Lily Rose’s collection, on the other hand, used girly aspects to play up classic pieces, with floral-print dresses, bohemian bags, and blush-coloured skinny jeans, for an overarching feminine feel.
Dipt Vancity, a well-known brand throughout the city of Vancouver, displayed logo-clad hoodies, shirts, and snapbacks, representative of Vancouver’s ever-popular street style. Last of the independent designers, Chreetee displayed more exotic silhouettes with vibrant sequined maxi skirts paired with equally embellished crop tops.
It was inspiring to witness the artistic talent of the SFU and Vancouver communities, and to hear about the process behind getting into the fashion industry. At panel talks during Wednesday’s event, each designer spoke about breaking into the fashion world, showing how difficult yet rewarding the industry really is.
Along with networking and blogging, Sleepless Nights founder Jason Bempong says that it is important “to be brave enough to talk to people you don’t know and just put yourself out there.”
Though not necessarily a fashion capital, Vancouver’s fashion scene is increasingly making itself present on the global scale. If this fashion week proved anything, it is that fashion is present in this city and, as panelist Kevin Lalune stated, “Vancouver fashion is going to get big soon.”

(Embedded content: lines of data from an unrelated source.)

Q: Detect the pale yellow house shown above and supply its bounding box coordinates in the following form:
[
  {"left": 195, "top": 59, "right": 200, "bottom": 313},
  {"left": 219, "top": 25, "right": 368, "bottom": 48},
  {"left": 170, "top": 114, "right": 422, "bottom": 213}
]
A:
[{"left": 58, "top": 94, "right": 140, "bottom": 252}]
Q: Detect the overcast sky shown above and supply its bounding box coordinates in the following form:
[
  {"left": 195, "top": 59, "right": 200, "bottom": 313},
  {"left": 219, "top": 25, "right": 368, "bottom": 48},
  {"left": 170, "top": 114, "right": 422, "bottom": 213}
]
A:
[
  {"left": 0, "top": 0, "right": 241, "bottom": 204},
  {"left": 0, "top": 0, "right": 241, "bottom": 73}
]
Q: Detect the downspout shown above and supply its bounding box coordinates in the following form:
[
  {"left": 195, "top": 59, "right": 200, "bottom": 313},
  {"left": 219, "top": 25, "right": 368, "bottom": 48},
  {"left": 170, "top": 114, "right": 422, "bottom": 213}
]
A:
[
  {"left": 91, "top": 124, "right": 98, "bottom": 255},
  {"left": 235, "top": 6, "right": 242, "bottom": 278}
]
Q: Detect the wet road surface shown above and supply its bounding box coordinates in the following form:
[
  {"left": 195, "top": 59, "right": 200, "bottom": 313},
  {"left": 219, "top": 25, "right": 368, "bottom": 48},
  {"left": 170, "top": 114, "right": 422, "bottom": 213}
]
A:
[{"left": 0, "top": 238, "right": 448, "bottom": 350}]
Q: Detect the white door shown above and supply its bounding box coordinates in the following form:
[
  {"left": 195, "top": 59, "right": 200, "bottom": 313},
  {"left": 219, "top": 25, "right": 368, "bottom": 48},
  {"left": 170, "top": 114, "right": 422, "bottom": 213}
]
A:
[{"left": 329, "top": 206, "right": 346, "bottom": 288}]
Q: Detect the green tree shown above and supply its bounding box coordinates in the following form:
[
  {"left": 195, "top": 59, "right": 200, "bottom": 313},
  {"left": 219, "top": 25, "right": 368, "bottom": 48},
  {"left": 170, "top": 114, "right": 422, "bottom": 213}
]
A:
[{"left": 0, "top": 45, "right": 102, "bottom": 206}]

I cannot wait to see SFU Fashion Week grow and expand in the future, and maybe even take on a more high-fashion and haute couture aspect. The fact that SFU hosted such an event just goes to show that there is a desire for fashion to be expressed in a more creative and impactful way on this campus.
Bringing together the community through the creative medium of fashion is not only inspirational, but it also presents a new platform for others to express their passions at future fashion weeks. As Fatoba put it, “While it is the first year of SFU Fashion Week, the journey of a thousand miles begins with one step.”